PATRIMONIO ARCHITETTONICO E ARTISTICO

  • Il Santuario della Madonna di Pollino sorge dove la tradizione vuole venisse nascosta una statua della Vergine sottratta al furore degli iconoclasti e dove, sempre secondo la tradizione popolare, la Madonna apparve ad un pastorello. Il complesso del Santuario comprende oltre all'edificio della Chiesa e ai suoi annessi, anche le capanne rustiche per l'alloggio dei pellegrini.
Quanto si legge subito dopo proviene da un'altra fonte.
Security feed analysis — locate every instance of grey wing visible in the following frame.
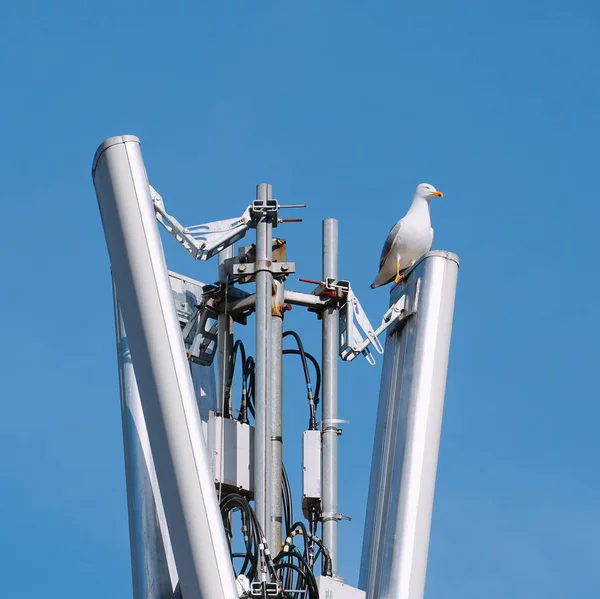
[379,219,403,270]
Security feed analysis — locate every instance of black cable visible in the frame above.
[245,356,256,418]
[281,464,294,531]
[220,493,262,580]
[283,331,317,431]
[283,349,321,406]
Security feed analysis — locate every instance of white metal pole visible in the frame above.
[322,218,339,576]
[254,183,273,539]
[92,136,237,599]
[359,251,458,599]
[114,293,179,599]
[269,281,287,555]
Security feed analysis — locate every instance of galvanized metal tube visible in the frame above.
[254,183,273,539]
[322,218,339,576]
[217,246,233,418]
[269,280,284,554]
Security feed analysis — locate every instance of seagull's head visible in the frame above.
[415,183,444,200]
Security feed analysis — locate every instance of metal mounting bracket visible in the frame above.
[182,302,223,366]
[150,186,251,260]
[340,285,416,366]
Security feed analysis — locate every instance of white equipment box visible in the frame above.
[207,412,254,497]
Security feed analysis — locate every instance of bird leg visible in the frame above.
[394,256,404,283]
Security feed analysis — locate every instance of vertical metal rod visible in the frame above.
[269,280,287,554]
[217,246,233,420]
[322,218,339,576]
[254,183,276,550]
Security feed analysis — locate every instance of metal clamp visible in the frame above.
[225,261,296,282]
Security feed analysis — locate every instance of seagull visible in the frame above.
[371,183,444,289]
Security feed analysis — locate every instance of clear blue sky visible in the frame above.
[0,0,600,599]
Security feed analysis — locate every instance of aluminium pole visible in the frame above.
[254,183,277,551]
[359,251,459,599]
[92,135,238,599]
[322,218,339,576]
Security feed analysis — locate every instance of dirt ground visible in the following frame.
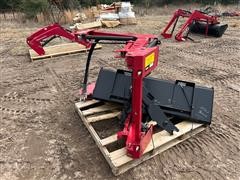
[0,7,240,180]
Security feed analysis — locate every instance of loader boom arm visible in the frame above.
[161,9,219,41]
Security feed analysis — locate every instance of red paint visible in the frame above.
[161,9,219,41]
[27,24,159,158]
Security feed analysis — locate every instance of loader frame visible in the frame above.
[161,9,219,41]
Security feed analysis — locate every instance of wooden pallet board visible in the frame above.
[75,100,206,176]
[29,43,102,61]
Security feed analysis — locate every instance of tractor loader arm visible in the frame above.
[27,23,90,55]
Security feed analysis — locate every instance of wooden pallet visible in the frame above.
[29,43,102,61]
[75,100,206,176]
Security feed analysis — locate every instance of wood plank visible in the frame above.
[75,102,206,176]
[87,111,121,123]
[83,104,119,116]
[75,99,100,109]
[101,134,117,146]
[110,121,205,167]
[29,43,102,61]
[112,127,206,176]
[70,21,102,30]
[75,102,114,168]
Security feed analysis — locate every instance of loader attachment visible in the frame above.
[189,22,228,37]
[161,9,228,41]
[93,69,214,126]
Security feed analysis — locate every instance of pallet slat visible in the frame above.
[83,104,118,118]
[75,99,100,109]
[29,43,102,61]
[87,111,120,123]
[101,134,117,146]
[110,121,202,167]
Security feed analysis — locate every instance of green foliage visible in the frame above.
[20,0,49,18]
[0,0,21,10]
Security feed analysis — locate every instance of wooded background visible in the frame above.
[0,0,240,18]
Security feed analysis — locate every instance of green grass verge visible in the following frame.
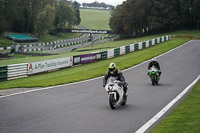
[80,9,111,30]
[151,81,200,133]
[0,38,188,89]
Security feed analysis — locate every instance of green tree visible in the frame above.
[73,1,81,25]
[35,5,55,38]
[54,0,75,28]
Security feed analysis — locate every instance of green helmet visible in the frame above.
[108,63,116,73]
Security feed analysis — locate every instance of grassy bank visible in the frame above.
[0,38,188,89]
[80,9,110,30]
[151,81,200,133]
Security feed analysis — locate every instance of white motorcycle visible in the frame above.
[105,77,127,109]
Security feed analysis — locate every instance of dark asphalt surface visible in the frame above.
[0,41,200,133]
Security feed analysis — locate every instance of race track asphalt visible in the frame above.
[0,41,200,133]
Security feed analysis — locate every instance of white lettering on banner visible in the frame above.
[74,57,81,64]
[81,56,96,61]
[72,30,107,34]
[28,57,72,74]
[96,54,101,60]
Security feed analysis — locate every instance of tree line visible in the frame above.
[0,0,81,37]
[109,0,200,38]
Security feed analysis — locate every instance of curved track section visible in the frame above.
[0,41,200,133]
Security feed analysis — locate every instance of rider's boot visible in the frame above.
[124,87,128,98]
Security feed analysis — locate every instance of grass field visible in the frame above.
[80,9,110,30]
[151,81,200,133]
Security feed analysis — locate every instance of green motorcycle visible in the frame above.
[148,66,160,85]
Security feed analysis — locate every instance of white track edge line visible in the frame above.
[0,40,191,99]
[135,75,200,133]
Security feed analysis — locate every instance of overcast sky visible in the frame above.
[73,0,126,6]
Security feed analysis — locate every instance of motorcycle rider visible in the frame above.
[148,58,161,76]
[103,63,128,97]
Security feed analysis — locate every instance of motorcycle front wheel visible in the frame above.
[109,94,117,109]
[151,76,156,85]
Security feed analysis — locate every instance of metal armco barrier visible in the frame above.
[7,63,28,80]
[0,66,7,82]
[0,36,171,82]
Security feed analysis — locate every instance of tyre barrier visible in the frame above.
[0,35,171,82]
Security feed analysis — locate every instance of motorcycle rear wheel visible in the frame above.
[122,97,127,105]
[109,94,117,109]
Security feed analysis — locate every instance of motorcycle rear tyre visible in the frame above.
[109,94,116,109]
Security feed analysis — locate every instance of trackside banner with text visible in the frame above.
[28,57,73,75]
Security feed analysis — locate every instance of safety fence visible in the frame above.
[0,35,171,81]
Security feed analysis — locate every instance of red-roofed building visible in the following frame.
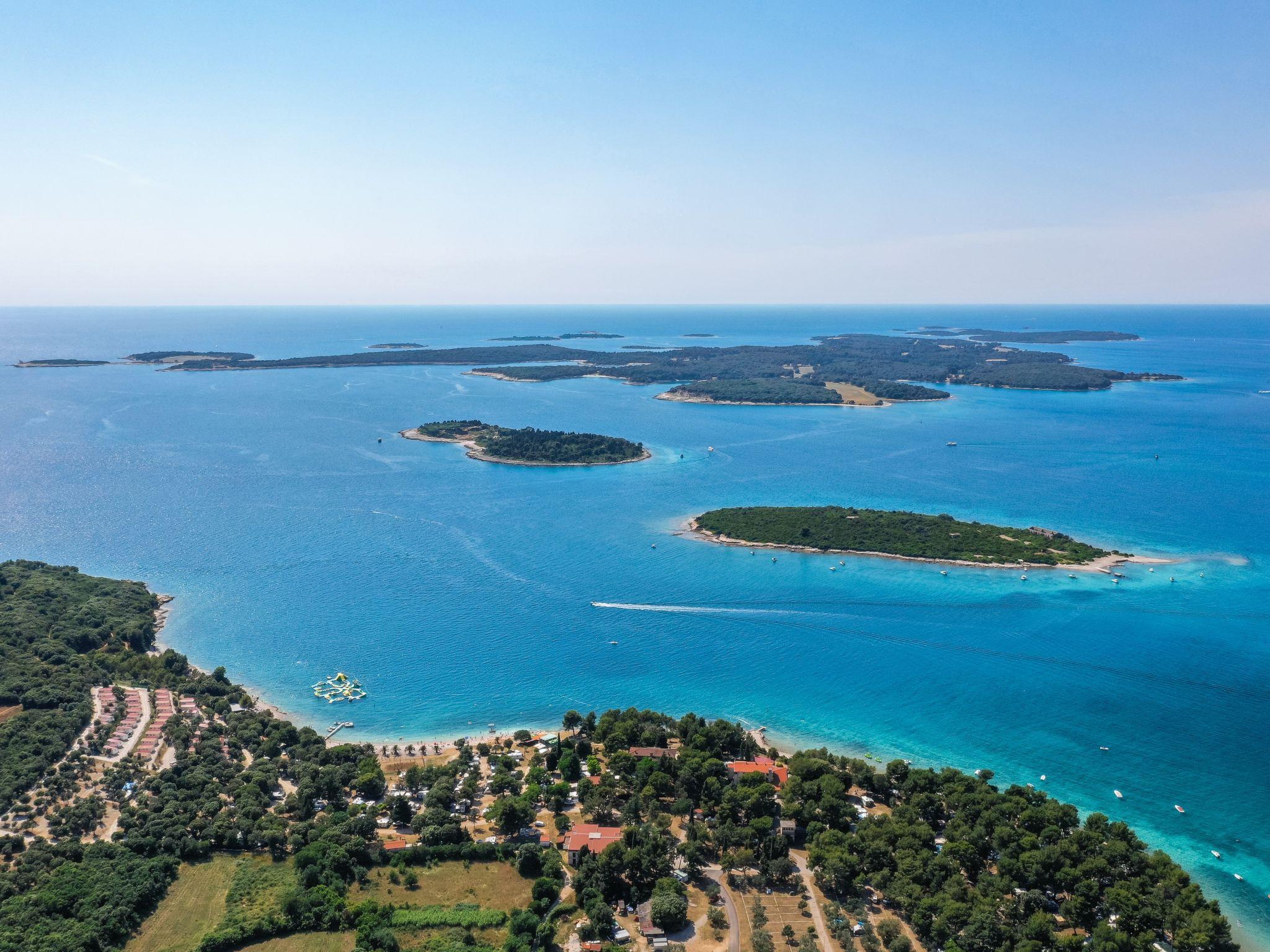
[564,822,623,866]
[728,757,790,787]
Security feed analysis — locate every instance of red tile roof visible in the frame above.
[728,758,790,787]
[564,822,623,853]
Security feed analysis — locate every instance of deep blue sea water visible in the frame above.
[0,307,1270,948]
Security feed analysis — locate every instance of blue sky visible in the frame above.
[0,0,1270,305]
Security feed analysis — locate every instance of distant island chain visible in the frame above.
[17,327,1181,406]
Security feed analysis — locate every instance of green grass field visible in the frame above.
[241,932,357,952]
[348,862,533,911]
[126,855,239,952]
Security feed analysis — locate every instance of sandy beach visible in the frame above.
[681,518,1177,574]
[397,429,653,466]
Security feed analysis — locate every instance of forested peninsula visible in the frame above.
[909,325,1142,344]
[20,332,1181,403]
[691,505,1130,566]
[0,561,1238,952]
[401,420,653,466]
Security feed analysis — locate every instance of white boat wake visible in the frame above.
[590,602,806,614]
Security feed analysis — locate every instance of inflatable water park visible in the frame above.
[314,671,366,705]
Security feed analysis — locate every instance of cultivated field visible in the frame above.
[126,855,238,952]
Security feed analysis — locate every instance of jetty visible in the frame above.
[322,721,353,740]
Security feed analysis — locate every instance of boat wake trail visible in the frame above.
[590,602,1270,702]
[590,602,809,614]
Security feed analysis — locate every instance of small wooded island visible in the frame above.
[401,420,653,466]
[691,505,1132,567]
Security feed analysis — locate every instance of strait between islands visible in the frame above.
[687,505,1170,571]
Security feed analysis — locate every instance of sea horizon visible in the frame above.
[0,305,1270,948]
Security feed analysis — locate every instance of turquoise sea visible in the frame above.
[0,307,1270,948]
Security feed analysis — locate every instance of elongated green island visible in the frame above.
[691,505,1132,567]
[401,420,653,466]
[22,327,1181,406]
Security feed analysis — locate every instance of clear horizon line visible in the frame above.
[0,301,1270,311]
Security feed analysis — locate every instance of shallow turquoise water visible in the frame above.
[0,309,1270,948]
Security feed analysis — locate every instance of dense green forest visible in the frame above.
[40,328,1181,402]
[665,377,842,403]
[491,330,625,340]
[781,749,1236,952]
[667,374,951,403]
[0,571,1237,952]
[0,561,424,952]
[123,350,255,363]
[0,562,156,813]
[912,326,1142,344]
[417,420,647,465]
[696,505,1108,565]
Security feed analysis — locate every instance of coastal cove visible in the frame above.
[0,309,1270,950]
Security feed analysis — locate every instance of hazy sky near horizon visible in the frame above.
[0,0,1270,305]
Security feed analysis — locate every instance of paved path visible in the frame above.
[704,867,742,952]
[790,852,833,952]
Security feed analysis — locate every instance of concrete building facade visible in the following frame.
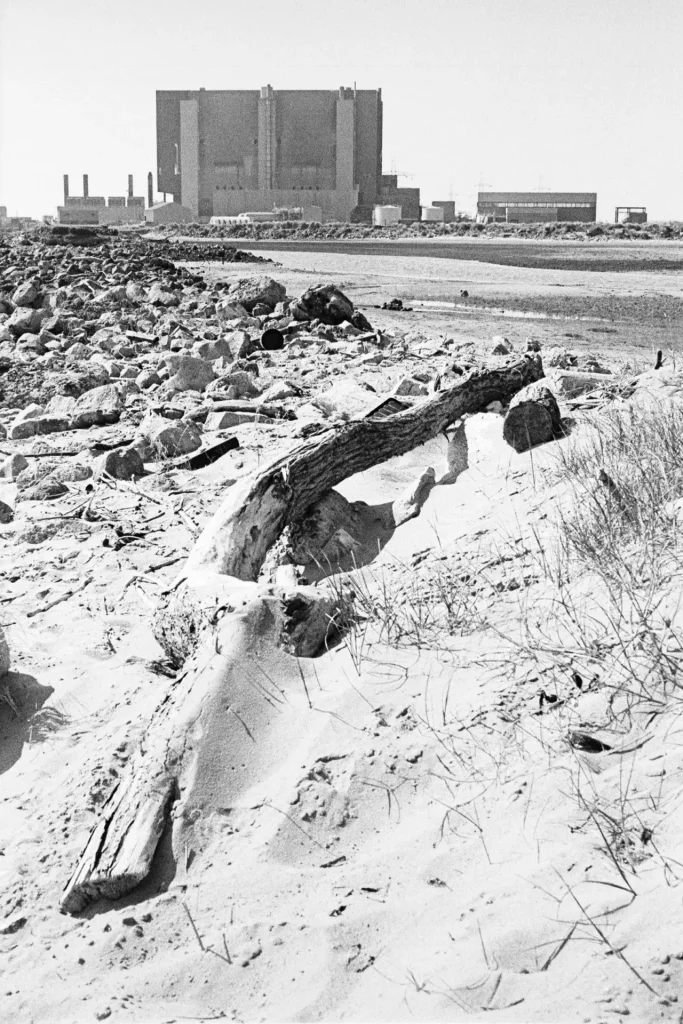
[57,174,144,225]
[157,85,382,221]
[380,174,420,221]
[477,193,598,224]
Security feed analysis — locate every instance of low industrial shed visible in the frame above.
[477,193,598,224]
È sede di festività i primi venerdì, sabato e domenica di luglio con manifestazioni di interesse antropologico e culturale.
  • Chiesa Parrocchiale di S. Maria degli Angeli del XVII sec. Restaurata nel 1965 e nel 1973, la chiesa custodisce un crocifisso ligneo del XVI sec., una scultura in terracotta raffigurante il Cristo deposto, opera di Guido Mazzoni del sec. XVI, arredi marmorei provenienti dal Convento del Sagittario.
  • Chiesa di S. Vincenzo Ferreri del XVIII sec. (1765).
  • Chiesa della Madonna del Carmine.
  • Chiesa di Maria SS. dell'Abbondanza.
  • Ruderi del mulino Vitale in località Salice.
  • Mulino Fasanella con macine in pietra. È situato alla confluenza del Frido con il Peschiera in località Cropani.
  • Ruderi del mulino Lego in località Torre.
  • Molino Ammirati in località Moscello. Attualmente è abbandonato.
  • Ruderi del complesso del molino Iannarelli comprendente un molino, un gualchiera e forse una filanda. Riveste interesse storico in quanto nel secolo scorso fu gestito dal capitano Iannarelli, distintosi nella lotta al brigantaggio.
  • Ruderi della fornace Scoperchia. Vi si producevano mattoni e soprattutto ceramili coppi.
  • Musei della Civiltà contadina e degli antichi mestieri a Mezzana e a San Severino Centro.